Ремонтники заголосили, засуетились, разбредаясь по отсеку в поисках удобных завалинок. Споро пошли в дело самокрутки. Терпкий аромат табака защекотал ноздри. Примостившись на ящике с гвоздями и вытирая измаранные руки ветошью, Афанас искоса наблюдал за худощавым новеньким. Вообще в их бригаде новичков числилось двое. Один – Петро, местный парнишка, сын дородной поварихи из третьего блока. Имени ее, в силу своей слабой старческой памяти, Афанасий не запомнил. А вот второй… Второй был из этих… «пришлых». Так пренебрежительно колонисты нарекли эмигрантов из питерской подземки, что прибыли на остров первым рейсом.
Зрелище, честно говоря, было жалкое. Переселенцы держались обособленно. Все как один дерганые, пришибленные. Кожа бледная, одежа ветхая. Оборванцы, да и только. Увидав выделенные им бараки, наотрез отказались селиться – поверхность их пугала до икоты. В итоге облюбовали себе земляной погреб под складом. Там и сидят теперь как сычи. Те, что посмелее, конечно стали нос казать на поверхность, с местными знакомиться. Только мало пока таких. Видать, не сладкая там, в метро, житуха.

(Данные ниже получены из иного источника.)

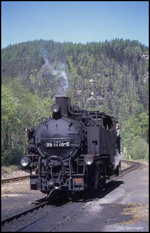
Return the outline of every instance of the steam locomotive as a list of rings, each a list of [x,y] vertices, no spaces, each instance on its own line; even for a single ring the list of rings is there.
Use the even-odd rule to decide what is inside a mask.
[[[119,174],[120,133],[115,117],[72,106],[56,96],[52,118],[28,132],[28,155],[21,159],[30,172],[31,190],[50,197],[55,191],[73,195],[95,191]]]

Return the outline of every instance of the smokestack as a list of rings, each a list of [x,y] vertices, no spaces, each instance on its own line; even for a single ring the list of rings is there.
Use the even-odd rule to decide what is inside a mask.
[[[56,104],[60,106],[61,116],[68,116],[68,105],[70,98],[67,96],[56,96]]]

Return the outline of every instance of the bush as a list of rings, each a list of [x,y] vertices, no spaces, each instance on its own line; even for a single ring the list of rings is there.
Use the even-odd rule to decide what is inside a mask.
[[[136,139],[131,147],[131,158],[148,160],[148,148],[148,143],[143,138]]]

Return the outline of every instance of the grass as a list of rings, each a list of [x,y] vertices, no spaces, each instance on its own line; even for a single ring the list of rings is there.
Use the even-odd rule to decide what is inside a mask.
[[[13,171],[20,170],[20,165],[9,165],[9,166],[2,166],[1,173],[11,173]]]

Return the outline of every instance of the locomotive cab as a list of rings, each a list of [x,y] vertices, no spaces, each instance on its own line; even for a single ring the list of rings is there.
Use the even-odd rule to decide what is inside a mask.
[[[29,154],[22,166],[31,172],[31,189],[48,196],[54,190],[70,195],[105,183],[118,167],[115,122],[104,113],[71,106],[66,96],[56,96],[52,118],[28,133]]]

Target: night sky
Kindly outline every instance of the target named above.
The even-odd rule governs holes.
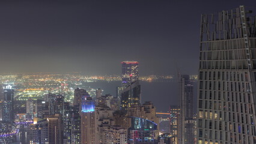
[[[0,73],[197,74],[201,14],[256,1],[1,1]],[[256,13],[256,11],[255,12]],[[176,66],[177,65],[177,66]]]

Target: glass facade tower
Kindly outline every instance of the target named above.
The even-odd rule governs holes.
[[[256,143],[256,10],[252,8],[242,5],[201,16],[198,143]]]

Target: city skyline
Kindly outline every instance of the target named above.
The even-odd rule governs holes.
[[[256,1],[13,0],[0,17],[1,143],[256,143]]]
[[[142,75],[175,74],[176,65],[197,74],[201,14],[256,4],[188,2],[0,2],[0,73],[118,74],[120,61],[135,60]]]

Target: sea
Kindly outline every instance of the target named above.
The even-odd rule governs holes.
[[[153,102],[157,112],[168,112],[170,105],[178,104],[178,83],[176,80],[169,82],[145,82],[141,81],[141,101]],[[85,82],[85,86],[92,88],[100,88],[103,94],[110,94],[116,95],[116,87],[121,85],[121,81]],[[197,83],[194,83],[194,106],[196,106]]]

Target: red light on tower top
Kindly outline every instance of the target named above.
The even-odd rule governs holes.
[[[121,62],[121,64],[138,64],[139,62],[138,61],[123,61]]]

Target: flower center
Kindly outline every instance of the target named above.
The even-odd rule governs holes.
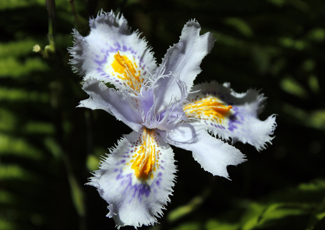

Пришлый устроился в углу и сидел молча. Предложенную самокрутку с благодарностью принял, но не закурил, а, бережно завернув в чистую тряпицу, убрал в карман спецовки. Остальные лишь переглянулись. Ну да… Чего с него взять, пришлый – он и есть пришлый.
– А вот скажи-ка нам, Афанас, – завел речь усач Бергин. – Отчего это мы за лесом опять пошли? Недели, считай, не прошло с того раза. Куда его столько?
– Сам-то как думаешь? – Бригадир многозначительно перевел взгляд на пришлого. – Дома для жильцов новых из чего прикажешь ставить?
– Да на кой им дома! – ухмыльнулся в усы швед. – Сидят по подвалам, будто крысы...
Беженец не шелохнулся. Уставился в пол и молчал.
– Ты полегче, Бергин, – осадил дед Афанас. – Людям и так досталось по самое «не балуйся». Посмотрел бы я на тебя после стольких лет под землей. Без света, пищи нормальной. Да еще и нечисть всякая норовит тобой отобедать…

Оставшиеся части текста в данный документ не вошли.